After significant effort by Rep. Kennedy, Davison Township Supervisor Tim Elkins and Richfield Township Supervisor Joseph Madore, nearby clay was identified as a potential source of additional cover for areas of the landfill in order to prevent potential future leaks of harmful contaminants. Working with EGLE, funding was identified within Renew Michigan for the preventative repairs to the landfill
“When I took the office of Supervisor, one of my goals was to find a community that could use the estimated 350,000 cubic yards of dirt and clay,” said Timothy W. Elkins, Davison Township Supervisor. “I’m glad to say that by working with local and state officials we will be able to move the majority of it this year. This will be a saving to Davison Township taxpayers of an estimated $400,000-$500,000.”

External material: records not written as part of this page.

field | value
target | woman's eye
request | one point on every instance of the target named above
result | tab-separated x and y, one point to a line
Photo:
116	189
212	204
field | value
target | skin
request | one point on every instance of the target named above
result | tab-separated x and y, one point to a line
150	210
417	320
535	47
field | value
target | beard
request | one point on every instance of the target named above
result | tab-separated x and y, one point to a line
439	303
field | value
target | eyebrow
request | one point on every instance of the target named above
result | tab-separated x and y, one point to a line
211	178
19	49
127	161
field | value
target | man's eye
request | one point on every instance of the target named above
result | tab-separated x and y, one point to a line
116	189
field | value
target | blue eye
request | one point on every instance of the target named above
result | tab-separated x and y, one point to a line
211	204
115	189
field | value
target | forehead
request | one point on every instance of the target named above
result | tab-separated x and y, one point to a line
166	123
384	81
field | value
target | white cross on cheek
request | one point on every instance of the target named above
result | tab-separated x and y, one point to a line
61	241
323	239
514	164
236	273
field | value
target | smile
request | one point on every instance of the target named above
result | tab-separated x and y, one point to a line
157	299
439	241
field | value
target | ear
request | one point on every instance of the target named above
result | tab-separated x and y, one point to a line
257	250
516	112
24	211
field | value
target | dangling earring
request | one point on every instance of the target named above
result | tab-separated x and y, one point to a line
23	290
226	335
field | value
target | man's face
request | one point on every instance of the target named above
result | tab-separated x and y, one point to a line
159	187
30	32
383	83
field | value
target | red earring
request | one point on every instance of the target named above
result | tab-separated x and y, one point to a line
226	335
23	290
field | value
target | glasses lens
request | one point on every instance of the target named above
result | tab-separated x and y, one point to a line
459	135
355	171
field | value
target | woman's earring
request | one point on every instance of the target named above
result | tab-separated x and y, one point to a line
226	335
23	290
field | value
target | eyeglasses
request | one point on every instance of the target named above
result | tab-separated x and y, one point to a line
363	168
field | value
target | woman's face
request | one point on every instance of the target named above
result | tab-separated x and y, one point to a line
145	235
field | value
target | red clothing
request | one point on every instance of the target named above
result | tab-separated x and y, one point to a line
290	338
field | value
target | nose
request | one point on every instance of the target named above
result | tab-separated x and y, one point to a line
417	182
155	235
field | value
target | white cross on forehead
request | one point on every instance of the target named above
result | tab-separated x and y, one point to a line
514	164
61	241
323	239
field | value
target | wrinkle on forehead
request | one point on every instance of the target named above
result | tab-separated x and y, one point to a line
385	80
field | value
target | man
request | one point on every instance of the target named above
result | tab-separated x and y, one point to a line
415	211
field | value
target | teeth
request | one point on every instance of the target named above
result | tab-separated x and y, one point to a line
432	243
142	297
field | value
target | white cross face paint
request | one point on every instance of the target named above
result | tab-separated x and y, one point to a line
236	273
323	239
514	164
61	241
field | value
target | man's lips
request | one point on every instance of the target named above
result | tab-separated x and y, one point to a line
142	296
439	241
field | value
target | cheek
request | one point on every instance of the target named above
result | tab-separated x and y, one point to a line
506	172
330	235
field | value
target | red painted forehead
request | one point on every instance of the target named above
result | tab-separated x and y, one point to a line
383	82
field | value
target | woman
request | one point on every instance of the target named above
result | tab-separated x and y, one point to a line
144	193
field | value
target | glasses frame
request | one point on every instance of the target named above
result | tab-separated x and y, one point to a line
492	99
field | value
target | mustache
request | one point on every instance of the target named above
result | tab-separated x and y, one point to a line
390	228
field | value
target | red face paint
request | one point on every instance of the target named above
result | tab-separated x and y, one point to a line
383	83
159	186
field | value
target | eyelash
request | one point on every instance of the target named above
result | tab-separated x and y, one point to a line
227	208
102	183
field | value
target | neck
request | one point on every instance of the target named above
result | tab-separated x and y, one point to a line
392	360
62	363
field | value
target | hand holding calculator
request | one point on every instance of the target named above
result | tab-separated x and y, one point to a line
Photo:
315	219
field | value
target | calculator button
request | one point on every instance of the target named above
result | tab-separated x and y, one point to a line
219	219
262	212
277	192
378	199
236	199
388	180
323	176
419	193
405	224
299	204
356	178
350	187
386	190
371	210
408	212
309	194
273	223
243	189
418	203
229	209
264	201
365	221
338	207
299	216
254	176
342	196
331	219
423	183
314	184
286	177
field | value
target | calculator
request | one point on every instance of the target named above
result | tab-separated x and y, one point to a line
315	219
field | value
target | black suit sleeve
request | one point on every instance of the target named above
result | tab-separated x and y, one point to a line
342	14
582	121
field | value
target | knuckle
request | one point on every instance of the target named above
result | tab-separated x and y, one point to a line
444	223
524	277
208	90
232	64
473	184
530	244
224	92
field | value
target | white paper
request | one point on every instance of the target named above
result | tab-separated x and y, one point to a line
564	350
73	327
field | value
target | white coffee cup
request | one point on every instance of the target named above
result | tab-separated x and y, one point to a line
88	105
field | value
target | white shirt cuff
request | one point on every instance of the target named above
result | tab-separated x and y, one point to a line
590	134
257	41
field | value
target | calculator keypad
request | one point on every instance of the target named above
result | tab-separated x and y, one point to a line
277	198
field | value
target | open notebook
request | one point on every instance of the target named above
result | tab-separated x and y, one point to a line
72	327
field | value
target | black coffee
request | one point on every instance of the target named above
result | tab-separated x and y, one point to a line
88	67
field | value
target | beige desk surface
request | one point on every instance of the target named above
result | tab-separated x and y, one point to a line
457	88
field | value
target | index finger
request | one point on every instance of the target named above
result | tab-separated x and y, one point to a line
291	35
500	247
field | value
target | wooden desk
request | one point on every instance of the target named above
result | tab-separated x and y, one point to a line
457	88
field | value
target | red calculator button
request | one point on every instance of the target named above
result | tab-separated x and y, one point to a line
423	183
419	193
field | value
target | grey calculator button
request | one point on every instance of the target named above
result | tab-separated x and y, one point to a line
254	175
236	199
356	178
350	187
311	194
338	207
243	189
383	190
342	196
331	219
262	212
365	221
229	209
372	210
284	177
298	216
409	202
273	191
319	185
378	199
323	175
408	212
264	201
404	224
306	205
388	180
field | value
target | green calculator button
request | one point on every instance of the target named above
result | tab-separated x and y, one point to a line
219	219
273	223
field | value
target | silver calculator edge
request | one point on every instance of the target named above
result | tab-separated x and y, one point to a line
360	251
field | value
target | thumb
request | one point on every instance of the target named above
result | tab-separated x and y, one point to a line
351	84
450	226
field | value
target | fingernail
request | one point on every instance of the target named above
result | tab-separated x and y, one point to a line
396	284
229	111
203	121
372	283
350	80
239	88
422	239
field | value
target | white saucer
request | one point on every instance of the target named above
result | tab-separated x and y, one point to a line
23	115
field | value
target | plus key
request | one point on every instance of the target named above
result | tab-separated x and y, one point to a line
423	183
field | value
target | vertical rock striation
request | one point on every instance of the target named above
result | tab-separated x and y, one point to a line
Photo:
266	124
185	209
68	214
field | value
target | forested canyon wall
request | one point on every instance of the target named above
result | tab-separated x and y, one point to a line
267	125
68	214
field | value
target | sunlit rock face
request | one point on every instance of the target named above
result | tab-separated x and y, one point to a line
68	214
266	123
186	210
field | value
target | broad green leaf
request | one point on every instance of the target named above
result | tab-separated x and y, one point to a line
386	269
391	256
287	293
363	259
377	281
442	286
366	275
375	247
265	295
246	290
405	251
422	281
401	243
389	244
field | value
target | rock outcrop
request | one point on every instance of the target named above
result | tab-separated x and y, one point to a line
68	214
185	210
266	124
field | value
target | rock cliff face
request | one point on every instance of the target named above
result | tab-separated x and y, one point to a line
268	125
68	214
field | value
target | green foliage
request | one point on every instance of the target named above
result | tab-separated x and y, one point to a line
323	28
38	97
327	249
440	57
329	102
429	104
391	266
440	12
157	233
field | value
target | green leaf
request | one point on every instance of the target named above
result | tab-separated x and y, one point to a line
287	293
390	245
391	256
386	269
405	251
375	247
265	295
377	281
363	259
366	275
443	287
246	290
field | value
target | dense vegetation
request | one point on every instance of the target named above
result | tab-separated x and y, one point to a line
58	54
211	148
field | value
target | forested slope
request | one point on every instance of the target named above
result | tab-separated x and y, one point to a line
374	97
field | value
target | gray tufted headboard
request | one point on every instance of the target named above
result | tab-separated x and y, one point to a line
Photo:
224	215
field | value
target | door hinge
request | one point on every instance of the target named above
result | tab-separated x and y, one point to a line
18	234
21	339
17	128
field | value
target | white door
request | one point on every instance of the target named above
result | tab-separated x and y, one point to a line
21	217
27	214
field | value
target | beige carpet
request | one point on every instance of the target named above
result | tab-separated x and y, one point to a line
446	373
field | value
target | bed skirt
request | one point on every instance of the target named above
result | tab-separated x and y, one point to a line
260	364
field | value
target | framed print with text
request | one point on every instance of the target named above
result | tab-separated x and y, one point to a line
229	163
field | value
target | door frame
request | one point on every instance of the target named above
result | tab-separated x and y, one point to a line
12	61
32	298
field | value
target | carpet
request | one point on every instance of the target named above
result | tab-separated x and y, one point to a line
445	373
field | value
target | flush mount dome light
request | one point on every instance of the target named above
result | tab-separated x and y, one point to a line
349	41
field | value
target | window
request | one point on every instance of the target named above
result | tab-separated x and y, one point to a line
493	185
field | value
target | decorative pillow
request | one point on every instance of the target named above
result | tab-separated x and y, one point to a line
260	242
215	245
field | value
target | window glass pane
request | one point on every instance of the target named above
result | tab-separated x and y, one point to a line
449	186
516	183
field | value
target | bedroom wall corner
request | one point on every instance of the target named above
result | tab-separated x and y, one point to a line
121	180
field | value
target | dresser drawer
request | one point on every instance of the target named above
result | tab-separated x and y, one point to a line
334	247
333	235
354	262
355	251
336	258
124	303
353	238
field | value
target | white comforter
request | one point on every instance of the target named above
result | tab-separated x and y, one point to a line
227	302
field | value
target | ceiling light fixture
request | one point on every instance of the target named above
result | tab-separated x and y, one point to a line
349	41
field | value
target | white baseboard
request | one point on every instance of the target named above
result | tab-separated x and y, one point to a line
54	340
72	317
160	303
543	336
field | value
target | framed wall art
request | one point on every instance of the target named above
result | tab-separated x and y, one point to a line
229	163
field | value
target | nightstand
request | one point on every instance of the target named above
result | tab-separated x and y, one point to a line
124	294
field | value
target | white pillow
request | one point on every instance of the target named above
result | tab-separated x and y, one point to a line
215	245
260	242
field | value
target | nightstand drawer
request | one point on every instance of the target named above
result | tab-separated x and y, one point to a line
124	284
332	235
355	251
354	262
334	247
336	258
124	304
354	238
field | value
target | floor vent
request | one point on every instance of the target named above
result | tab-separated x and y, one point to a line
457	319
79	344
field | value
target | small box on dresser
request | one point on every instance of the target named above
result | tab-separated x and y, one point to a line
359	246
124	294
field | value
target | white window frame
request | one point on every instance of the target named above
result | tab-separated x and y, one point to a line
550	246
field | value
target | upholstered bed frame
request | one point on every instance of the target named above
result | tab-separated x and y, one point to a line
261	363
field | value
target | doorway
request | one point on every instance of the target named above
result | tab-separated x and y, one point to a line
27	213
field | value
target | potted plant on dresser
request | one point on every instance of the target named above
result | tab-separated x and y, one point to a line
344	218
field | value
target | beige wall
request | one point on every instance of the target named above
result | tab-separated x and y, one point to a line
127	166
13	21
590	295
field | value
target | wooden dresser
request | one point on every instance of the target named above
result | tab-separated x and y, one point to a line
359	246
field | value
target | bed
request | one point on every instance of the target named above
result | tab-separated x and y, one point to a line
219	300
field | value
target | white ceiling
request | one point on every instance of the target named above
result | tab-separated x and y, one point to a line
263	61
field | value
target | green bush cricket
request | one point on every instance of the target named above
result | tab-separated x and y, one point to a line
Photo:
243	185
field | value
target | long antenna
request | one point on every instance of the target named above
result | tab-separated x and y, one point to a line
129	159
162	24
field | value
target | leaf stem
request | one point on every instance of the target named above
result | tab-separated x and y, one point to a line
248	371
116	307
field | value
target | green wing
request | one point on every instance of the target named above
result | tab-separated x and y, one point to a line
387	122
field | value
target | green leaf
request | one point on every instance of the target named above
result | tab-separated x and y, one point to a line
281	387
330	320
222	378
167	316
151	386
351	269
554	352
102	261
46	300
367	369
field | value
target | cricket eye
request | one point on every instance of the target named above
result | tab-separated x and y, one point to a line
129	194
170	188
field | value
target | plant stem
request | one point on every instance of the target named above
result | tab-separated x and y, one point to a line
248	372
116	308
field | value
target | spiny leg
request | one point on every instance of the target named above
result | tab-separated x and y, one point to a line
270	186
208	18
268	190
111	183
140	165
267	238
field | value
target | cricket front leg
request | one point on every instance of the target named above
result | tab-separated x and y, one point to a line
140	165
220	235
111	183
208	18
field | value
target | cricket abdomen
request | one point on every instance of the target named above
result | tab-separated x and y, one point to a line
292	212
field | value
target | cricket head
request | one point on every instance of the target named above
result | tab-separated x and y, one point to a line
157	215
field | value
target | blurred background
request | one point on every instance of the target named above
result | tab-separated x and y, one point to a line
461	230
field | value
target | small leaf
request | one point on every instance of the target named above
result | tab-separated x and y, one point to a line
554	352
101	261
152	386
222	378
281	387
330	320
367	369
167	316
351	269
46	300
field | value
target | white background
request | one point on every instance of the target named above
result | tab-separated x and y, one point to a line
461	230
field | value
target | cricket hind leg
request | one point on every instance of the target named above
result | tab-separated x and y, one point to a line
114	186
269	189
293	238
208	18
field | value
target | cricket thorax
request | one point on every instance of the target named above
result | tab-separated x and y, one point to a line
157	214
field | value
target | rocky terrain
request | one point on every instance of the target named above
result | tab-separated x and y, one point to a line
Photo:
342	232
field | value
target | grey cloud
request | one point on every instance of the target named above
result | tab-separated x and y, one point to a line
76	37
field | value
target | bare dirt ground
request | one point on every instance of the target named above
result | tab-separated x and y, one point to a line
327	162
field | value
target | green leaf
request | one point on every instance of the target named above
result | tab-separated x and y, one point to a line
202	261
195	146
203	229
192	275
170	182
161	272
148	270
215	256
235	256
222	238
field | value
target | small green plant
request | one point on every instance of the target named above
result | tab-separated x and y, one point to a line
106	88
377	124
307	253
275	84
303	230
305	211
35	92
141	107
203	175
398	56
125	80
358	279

“For many years we have been hosting meetings regarding the Richfield Landfill to discuss the issues at the site,” said Joseph M. Madore, Richfield Township Supervisor. “I am pleased that Rep. Sheryl Kennedy has continued this process and I want to thank her and her staff for their role in securing the much-needed funding for the site at the State level. The proposed project will enhance the stability of the landfill and greatly reduce the amount of collected leachate that will be required to be hauled off site for processing at the Genesee County treatment plant which will save tens of thousands of dollars over time. I look forward to the project completion and the continued cooperation with the Department and our Legislative representatives.”